The postoperative pain management we describe here is like that described in literature. Continuous opioid infusions are common practice for post-SDR pain management worldwide, with reports of using intravenous,13 19 intrathecal16 or epidural13 14 16 morphine or intravenous or epidural fentanyl13 (we found no studies citing the use of continuous oxycodone). More recently, a wave of non-opioid pain management protocols have emerged that describe fewer side effects (eg, pruritus, nausea and vomiting) and either no difference in pain scores12 21 or a trend towards less severe pain14 compared with continuous opioid infusions.

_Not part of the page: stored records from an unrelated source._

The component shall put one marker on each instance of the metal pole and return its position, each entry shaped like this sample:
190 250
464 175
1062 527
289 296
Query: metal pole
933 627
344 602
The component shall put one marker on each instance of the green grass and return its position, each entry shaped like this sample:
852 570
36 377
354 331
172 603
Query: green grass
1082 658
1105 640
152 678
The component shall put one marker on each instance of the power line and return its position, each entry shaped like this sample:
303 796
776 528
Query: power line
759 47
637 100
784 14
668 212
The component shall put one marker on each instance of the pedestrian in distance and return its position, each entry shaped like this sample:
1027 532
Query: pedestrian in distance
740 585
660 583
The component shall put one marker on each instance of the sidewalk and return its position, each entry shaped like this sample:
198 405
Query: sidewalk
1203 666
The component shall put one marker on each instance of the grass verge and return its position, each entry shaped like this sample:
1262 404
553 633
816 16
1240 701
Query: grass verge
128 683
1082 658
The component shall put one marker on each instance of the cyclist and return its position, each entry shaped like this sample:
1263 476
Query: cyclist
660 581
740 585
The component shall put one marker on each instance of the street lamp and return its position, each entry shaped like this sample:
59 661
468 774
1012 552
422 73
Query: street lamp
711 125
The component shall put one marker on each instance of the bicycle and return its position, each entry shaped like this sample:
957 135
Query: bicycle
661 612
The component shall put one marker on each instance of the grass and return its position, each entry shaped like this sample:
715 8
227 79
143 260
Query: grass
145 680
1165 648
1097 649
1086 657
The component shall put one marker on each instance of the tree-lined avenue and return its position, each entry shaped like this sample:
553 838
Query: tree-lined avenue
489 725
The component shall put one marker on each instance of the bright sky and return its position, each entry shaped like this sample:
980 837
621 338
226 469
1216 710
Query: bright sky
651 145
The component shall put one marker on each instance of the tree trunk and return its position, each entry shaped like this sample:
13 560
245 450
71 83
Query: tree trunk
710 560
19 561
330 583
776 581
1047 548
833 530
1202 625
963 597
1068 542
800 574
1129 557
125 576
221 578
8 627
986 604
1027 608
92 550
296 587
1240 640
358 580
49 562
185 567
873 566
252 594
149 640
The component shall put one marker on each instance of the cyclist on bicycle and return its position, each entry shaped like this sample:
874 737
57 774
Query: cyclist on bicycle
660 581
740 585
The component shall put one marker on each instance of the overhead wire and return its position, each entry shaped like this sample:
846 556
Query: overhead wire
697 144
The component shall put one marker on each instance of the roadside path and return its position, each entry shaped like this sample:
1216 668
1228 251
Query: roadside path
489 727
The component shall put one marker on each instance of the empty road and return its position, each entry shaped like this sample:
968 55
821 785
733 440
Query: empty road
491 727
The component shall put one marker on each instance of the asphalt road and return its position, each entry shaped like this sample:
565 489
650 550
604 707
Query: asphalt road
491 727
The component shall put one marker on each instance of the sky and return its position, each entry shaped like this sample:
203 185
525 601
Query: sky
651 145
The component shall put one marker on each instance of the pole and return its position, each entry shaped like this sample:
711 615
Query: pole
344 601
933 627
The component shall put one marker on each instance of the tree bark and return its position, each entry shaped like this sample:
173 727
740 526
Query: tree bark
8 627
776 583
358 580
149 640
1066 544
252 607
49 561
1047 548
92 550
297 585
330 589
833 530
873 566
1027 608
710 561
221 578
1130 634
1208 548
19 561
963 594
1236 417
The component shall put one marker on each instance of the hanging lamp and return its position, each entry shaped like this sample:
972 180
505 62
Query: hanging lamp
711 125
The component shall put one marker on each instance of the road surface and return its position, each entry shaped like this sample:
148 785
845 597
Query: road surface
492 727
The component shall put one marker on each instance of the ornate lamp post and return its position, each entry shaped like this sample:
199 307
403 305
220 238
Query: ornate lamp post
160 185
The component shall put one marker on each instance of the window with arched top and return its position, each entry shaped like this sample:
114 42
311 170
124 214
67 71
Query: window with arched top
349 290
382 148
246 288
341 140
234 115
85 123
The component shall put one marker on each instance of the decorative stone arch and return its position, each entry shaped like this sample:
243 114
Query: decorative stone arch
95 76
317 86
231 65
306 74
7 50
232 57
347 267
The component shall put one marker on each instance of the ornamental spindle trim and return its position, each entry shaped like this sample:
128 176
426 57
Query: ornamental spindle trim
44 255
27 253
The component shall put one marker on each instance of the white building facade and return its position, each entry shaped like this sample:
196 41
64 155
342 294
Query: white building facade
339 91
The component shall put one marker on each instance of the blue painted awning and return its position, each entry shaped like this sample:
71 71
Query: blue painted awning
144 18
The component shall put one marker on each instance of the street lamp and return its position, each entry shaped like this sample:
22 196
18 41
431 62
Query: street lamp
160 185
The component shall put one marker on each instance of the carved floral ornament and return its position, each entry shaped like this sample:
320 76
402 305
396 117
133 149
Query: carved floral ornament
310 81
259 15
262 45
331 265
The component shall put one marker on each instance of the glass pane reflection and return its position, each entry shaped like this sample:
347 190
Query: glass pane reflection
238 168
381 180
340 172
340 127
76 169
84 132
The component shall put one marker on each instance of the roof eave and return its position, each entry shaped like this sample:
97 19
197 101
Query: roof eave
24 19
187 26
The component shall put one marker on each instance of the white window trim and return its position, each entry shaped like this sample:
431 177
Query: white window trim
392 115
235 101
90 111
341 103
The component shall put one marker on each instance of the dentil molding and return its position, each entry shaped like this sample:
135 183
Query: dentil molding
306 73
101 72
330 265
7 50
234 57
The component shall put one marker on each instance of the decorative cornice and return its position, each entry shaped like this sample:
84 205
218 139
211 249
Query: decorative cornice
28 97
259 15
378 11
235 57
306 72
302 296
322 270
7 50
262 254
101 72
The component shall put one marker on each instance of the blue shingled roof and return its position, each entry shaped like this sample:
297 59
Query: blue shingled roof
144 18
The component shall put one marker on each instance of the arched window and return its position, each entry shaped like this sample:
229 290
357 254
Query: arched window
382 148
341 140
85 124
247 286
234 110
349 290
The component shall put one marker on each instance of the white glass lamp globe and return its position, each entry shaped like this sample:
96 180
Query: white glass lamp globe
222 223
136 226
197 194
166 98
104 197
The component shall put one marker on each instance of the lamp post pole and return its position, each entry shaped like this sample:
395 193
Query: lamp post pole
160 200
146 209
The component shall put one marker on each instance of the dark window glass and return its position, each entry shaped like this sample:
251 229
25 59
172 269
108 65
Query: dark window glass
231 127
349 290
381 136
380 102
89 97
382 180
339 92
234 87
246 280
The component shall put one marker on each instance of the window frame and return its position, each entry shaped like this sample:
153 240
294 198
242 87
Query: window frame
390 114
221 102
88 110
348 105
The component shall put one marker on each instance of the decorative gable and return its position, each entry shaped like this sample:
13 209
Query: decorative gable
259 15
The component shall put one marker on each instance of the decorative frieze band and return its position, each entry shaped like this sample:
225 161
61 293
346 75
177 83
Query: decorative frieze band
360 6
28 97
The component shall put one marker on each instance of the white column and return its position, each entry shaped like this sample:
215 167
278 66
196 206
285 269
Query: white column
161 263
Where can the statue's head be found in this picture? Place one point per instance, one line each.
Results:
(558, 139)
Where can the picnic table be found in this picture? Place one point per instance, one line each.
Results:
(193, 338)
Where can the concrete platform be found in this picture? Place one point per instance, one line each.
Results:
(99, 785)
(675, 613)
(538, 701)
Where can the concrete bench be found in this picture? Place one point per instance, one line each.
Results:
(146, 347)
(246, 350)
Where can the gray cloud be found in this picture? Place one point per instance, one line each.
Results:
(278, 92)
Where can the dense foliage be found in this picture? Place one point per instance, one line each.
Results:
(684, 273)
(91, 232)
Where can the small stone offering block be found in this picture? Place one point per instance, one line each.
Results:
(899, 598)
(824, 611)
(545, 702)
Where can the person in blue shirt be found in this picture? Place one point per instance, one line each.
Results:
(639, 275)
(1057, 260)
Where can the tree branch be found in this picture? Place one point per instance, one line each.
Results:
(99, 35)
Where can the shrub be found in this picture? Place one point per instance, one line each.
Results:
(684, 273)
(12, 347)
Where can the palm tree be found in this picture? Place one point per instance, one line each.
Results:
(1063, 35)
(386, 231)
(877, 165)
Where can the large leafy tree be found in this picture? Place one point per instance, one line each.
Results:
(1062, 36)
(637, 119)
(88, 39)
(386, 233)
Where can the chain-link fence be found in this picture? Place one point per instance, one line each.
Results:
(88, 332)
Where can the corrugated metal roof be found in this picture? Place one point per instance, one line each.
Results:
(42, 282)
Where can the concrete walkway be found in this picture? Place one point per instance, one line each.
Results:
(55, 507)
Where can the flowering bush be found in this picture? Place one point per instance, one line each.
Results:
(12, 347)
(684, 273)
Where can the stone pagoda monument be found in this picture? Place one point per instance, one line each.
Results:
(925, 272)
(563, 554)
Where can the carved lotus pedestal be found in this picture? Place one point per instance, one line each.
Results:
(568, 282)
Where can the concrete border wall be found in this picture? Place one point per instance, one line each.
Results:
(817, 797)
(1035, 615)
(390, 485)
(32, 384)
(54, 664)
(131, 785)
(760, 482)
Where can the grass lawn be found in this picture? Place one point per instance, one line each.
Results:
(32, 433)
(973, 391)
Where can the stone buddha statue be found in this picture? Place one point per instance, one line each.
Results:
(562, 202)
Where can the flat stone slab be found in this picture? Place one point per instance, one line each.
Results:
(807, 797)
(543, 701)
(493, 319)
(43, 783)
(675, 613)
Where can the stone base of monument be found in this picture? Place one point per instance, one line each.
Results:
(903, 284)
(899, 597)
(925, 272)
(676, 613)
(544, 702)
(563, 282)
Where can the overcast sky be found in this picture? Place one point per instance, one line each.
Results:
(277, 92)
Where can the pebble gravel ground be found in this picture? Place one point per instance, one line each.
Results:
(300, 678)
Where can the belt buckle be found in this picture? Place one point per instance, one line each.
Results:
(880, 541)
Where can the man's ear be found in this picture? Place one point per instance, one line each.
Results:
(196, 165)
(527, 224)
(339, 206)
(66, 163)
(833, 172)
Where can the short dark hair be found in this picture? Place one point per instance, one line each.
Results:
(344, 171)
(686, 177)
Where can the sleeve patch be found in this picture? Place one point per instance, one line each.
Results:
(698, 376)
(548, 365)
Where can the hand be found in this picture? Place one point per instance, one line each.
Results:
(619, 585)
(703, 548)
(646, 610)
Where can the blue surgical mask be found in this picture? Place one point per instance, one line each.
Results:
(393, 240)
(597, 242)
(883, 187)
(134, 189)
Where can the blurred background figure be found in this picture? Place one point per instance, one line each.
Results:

Pain following SDR surgery has been shown to peak within the first few days following surgery,19 yet very few studies provide a quantification of pain scores in the post-SDR period. The studies that do quantify pain use scoring systems such as the Wong-Baker FACES scale21 or the face-legs-activity-cry-consolability (FLACC) scale12 14 and/or a numerical rating scale of various magnitude,21 where the choice of scoring system usually depends on patient age.16 Using a numerical or Wong-Baker FACES scale, Pao et al recorded average pain scores of 2.6–3.0 out of 10 on the day of surgery, decreasing to 0.5–0.6 on the third POD, with lower pain scores perhaps attributable to their single-level approach.21 Greater cumulative scores were recorded by Hatef et al using a FLACC pain scale, where average pain throughout the postoperative period was around 1.0 out of 10 and maximum pain closer to 5.0.12

Strengths of this study include the inclusion of postoperative pain scores following SDR surgery and the use of patient registry data that enable us to be confident that no cases were missed. While this research provides meaningful information regarding postoperative pain and pain management, the protocol presented here is based on institutional and cultural preference. In a similar vein, our protocol is based on a multilevel laminoplasty approach, and there may be different pain profiles and adverse events associated with other surgical techniques. However, a recent study compared the outcomes of SDR at the conus medullaris (single-level) with that at the cauda equina (multilevel) and found no significant meaningful difference between the two techniques in terms of postoperative path and adverse events.22 While the aforementioned authors did not specifically look at pain scores, they remark that both groups participated in therapy from their scheduled start, suggesting little difference in interference by pain.

This study is the first in Australia to our knowledge to quantify pain and outline an effective pain management strategy post-SDR. Most children achieve good pain management following SDR surgery using a multimodal analgesia regimen of opioids and ketamine, like other protocols described in literature. While side effects and adverse events were common, there was no interference with patients’ ability to start physiotherapy, allowing for optimal functional recovery. Quantifying pain is a significant outcome for both clinicians and families in the sphere of CP and SDR. This knowledge can be used as a baseline for developing a best-practice pain management protocol following SDR surgery, as well as offering improvements to our own protocol. We also hope this information can provide reassurance to patients’ families and enhance their understanding of SDR surgery and the postoperative period.